Core Concepts
A two-stage pipeline combining a fine-tuned LLM for emotion classification and a BiLSTM-based network for cause extraction achieves state-of-the-art performance on the SemEval-2024 Task 3 "The Competition of Multimodal Emotion Cause Analysis in Conversations".
Abstract
The paper presents a system developed by the PetKaz team for the SemEval-2024 Task 3 "The Competition of Multimodal Emotion Cause Analysis in Conversations". The task focuses on extracting emotion-cause pairs from dialogues.
The proposed approach consists of two stages:
Emotion classification: The authors fine-tune GPT-3.5 to classify utterances into one of the seven emotion categories (neutral, anger, disgust, fear, joy, sadness, surprise). The model considers both the target utterance and the preceding utterance to make the classification.
Cause extraction: The authors use a BiLSTM-based network to detect the causal utterances for non-neutral utterances. The model takes into account the utterance embeddings, speaker information, and the emotion label to predict whether a previous utterance is the cause of the current emotional utterance.
The authors score 2nd out of 15 teams in the Subtask 1 "Textual Emotion-Cause Pair Extraction in Conversations" based on the weighted-average proportional F1 score of 0.264, demonstrating the effectiveness of their approach.
The paper also provides an extensive analysis of the model's performance. Key insights include:
The emotion classifier struggles the most with correctly identifying disgust, likely due to the class imbalance in the dataset.
The cause extractor performs better when the cause is closer to the emotional utterance.
The authors observe instances where emotions appear before their causes, suggesting the need to revisit the definition of "cause" in dialogue contexts.
Overall, the authors highlight the complexity of accurately identifying emotions and their causes in conversational data, and provide suggestions for future improvements, such as enhancing data annotation and speaker representations.
Stats
91% of emotions have corresponding causes, and one emotion may be triggered by multiple causes in different utterances.

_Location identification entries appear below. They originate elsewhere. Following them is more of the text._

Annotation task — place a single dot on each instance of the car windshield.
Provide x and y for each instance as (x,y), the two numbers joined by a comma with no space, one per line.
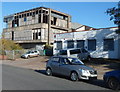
(75,61)
(28,52)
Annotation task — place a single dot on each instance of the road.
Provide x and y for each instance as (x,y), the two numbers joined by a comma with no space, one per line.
(14,78)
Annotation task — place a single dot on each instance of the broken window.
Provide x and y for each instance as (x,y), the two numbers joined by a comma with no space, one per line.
(37,12)
(70,44)
(30,13)
(12,35)
(80,43)
(20,16)
(109,44)
(25,19)
(45,18)
(39,33)
(58,45)
(53,21)
(92,45)
(27,14)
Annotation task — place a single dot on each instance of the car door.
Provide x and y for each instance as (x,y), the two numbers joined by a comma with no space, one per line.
(84,54)
(55,64)
(32,54)
(64,67)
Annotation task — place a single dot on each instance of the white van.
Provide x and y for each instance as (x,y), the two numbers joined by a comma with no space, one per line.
(82,54)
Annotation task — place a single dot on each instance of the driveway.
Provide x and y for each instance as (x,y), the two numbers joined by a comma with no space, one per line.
(15,78)
(39,63)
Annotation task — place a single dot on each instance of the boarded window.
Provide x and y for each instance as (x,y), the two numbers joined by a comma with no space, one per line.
(25,19)
(70,44)
(55,59)
(92,45)
(108,44)
(63,52)
(59,45)
(80,44)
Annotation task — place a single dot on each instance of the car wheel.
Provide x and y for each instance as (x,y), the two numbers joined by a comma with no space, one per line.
(113,84)
(28,57)
(48,71)
(74,76)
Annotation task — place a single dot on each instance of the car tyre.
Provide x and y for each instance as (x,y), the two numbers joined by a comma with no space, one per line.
(74,76)
(48,71)
(28,57)
(113,84)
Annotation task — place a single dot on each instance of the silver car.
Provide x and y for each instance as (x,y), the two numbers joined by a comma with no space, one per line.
(82,54)
(31,54)
(71,67)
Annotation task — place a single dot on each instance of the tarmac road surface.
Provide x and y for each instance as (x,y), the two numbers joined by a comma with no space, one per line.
(14,78)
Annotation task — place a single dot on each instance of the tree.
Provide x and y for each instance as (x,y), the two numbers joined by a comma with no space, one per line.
(115,15)
(8,45)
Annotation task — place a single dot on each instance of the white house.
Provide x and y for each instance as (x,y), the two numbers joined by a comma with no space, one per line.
(101,43)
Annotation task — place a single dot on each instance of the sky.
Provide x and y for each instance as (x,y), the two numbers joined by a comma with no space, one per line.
(87,13)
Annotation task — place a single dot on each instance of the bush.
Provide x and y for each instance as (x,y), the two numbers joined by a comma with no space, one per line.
(8,45)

16% of emotions cause several different emotions.
The training set contains 1,236 dialogs with 12,346 utterances and 8,565 emotion-cause pairs.
The development set contains 138 dialogs with 1,273 utterances and 799 emotion-cause pairs.
Quotes
"Recognizing the emotional implications of an utterance provides a deeper understanding of dialog, enabling the development of more human-like dialog systems."
"We believe that this part of the task can be more accurately defined as a causal emotion entailment."